The Perth Flood of 1993

Manuscript receipt held in a private collection

A very high tide met rapid snow melt one Saturday in January 1993. The Tay spectacularly burst its banks and flooded the whole of central Perth. Houses were evacuated and backed up, contaminated water caused huge damage. My legal office, previously the British Linen Bank with a cavernous strong room in the basement, did not escape even though the strong room door was kept closed until the flood waters receded. 

Experts arrived from the National Archives at 9 am on Monday morning as they were aware of previously archived material, which they located in the strong room and took away for rapid freezing. In due course, the papers were removed from the freezers and dried under controlled conditions, a process first used to save records in Venice.

Over the following days a mass of wet paperwork (mostly historic ledgers and other records of the legal practice) was removed and confidentially destroyed. Anything which had been stored higher than the water line was saved and recorded. Dozens of metal boxes were placed in the various offices. Four boxes on which “Kilgraston” had been written in white chalk arrived in my room and, after several weeks of prevarication, I spent a weekend emptying the contents, most of which had been neatly tied in bundles with pink ribbon: old title deeds, some written in Latin and dating from the sixteenth century; hundreds of leases and mortgage documents and handwritten notes. As Kilgraston estate had been broken up and sold some 75 years earlier I surmised that the boxes had not been opened since. 

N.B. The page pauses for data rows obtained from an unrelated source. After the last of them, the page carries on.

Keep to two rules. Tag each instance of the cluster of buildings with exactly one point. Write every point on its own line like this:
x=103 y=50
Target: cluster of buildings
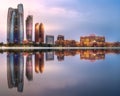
x=15 y=33
x=15 y=28
x=88 y=41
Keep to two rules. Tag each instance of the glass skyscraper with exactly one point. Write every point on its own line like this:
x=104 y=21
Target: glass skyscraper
x=29 y=28
x=15 y=25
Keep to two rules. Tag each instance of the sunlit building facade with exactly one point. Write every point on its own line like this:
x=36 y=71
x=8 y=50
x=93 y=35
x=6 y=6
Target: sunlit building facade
x=29 y=67
x=92 y=41
x=49 y=39
x=15 y=25
x=39 y=33
x=29 y=28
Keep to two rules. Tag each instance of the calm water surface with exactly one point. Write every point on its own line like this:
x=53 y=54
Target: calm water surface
x=60 y=73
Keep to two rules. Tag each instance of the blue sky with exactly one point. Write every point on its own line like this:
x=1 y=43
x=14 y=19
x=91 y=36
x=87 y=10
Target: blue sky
x=72 y=18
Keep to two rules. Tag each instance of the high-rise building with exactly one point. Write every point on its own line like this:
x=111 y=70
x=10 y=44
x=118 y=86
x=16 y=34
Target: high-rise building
x=29 y=28
x=15 y=25
x=29 y=68
x=39 y=33
x=49 y=39
x=39 y=62
x=92 y=41
x=60 y=37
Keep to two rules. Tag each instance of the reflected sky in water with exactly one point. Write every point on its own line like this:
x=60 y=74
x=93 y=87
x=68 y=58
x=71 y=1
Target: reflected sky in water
x=60 y=73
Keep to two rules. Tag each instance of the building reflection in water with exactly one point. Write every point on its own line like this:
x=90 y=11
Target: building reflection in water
x=49 y=56
x=39 y=62
x=15 y=70
x=15 y=63
x=29 y=67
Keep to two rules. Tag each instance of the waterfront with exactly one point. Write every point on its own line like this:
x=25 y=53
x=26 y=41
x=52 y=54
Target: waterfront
x=60 y=72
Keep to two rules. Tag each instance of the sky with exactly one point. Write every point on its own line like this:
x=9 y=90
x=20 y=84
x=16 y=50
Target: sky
x=71 y=18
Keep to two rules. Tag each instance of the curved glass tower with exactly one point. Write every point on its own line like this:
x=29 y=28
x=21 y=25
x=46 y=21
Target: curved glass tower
x=15 y=25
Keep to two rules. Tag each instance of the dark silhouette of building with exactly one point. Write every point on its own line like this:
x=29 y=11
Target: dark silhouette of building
x=39 y=33
x=15 y=71
x=29 y=67
x=15 y=25
x=39 y=62
x=29 y=28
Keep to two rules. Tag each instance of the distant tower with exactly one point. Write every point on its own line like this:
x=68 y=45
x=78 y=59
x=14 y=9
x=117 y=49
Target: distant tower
x=29 y=68
x=29 y=27
x=39 y=33
x=39 y=62
x=15 y=25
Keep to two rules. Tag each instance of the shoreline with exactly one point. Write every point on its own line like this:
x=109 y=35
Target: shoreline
x=59 y=48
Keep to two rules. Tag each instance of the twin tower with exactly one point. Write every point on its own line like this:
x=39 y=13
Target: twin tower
x=15 y=27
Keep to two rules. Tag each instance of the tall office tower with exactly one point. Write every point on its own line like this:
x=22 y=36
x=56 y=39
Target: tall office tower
x=29 y=27
x=39 y=62
x=15 y=25
x=15 y=71
x=39 y=33
x=29 y=68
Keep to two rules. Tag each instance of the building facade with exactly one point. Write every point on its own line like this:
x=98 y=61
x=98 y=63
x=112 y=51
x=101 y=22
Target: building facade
x=15 y=25
x=49 y=39
x=39 y=33
x=29 y=28
x=39 y=62
x=92 y=41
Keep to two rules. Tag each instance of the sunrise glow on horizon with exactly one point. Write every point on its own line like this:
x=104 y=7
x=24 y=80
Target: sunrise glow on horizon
x=70 y=18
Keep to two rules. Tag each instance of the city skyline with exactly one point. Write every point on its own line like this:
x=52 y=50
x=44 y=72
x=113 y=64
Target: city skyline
x=63 y=17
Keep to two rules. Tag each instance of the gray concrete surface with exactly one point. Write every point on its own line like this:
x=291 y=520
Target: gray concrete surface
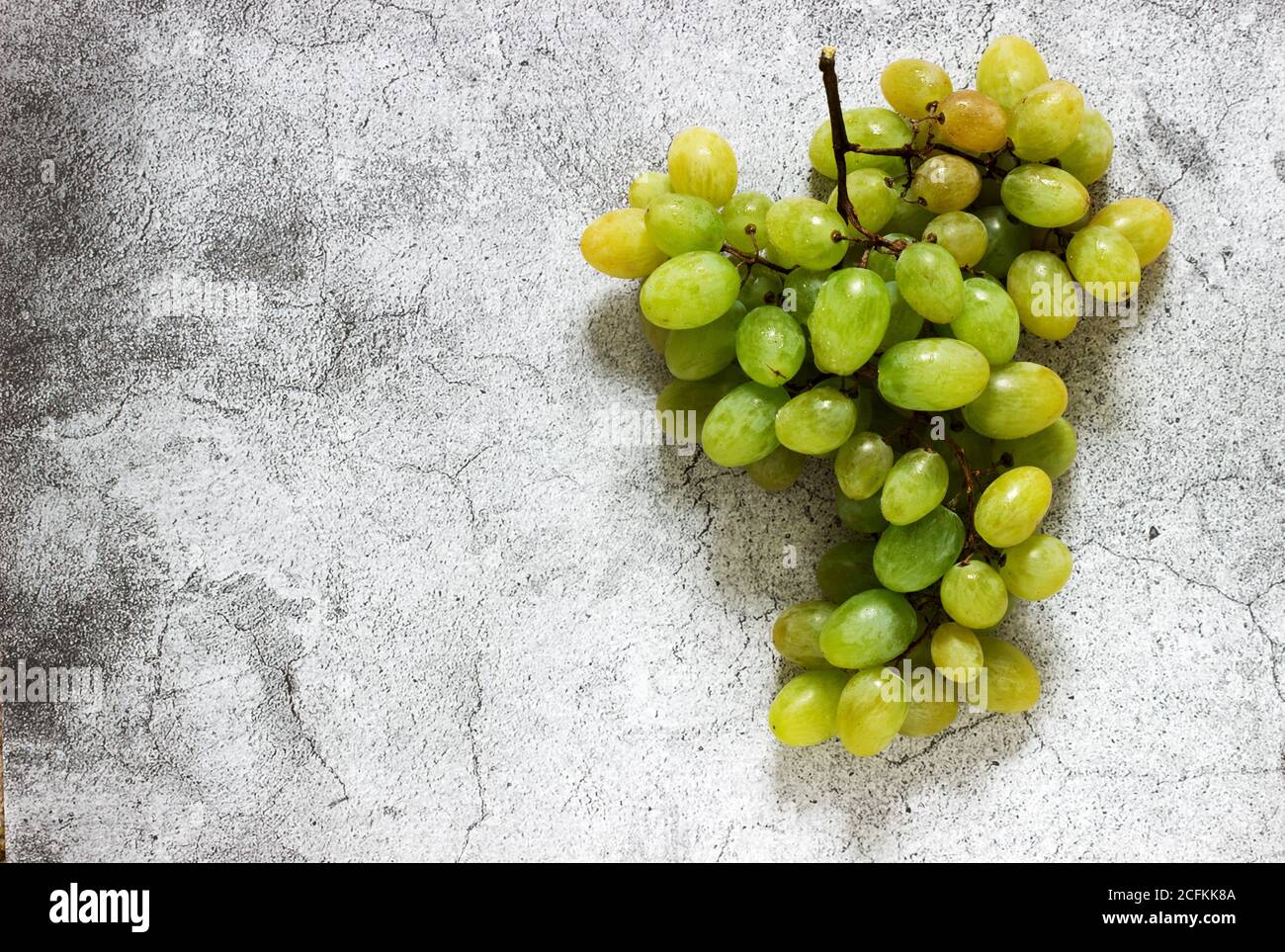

Casually looking through a small bundle of papers my attention was drawn to a small, folded handwritten note, perhaps six or seven inches wide and three or four inches long. It was dated 15 May 1787 and clearly showed £22,280-4 shillings, a significant sum in the eighteenth century. Undamaged by the flood water and preserved in the centre of a tight bundle of documents, this was the manuscript receipt from the Bank of Scotland for the price paid for Kilgraston estate on behalf of the Chief Justice of the Island of Jamaica.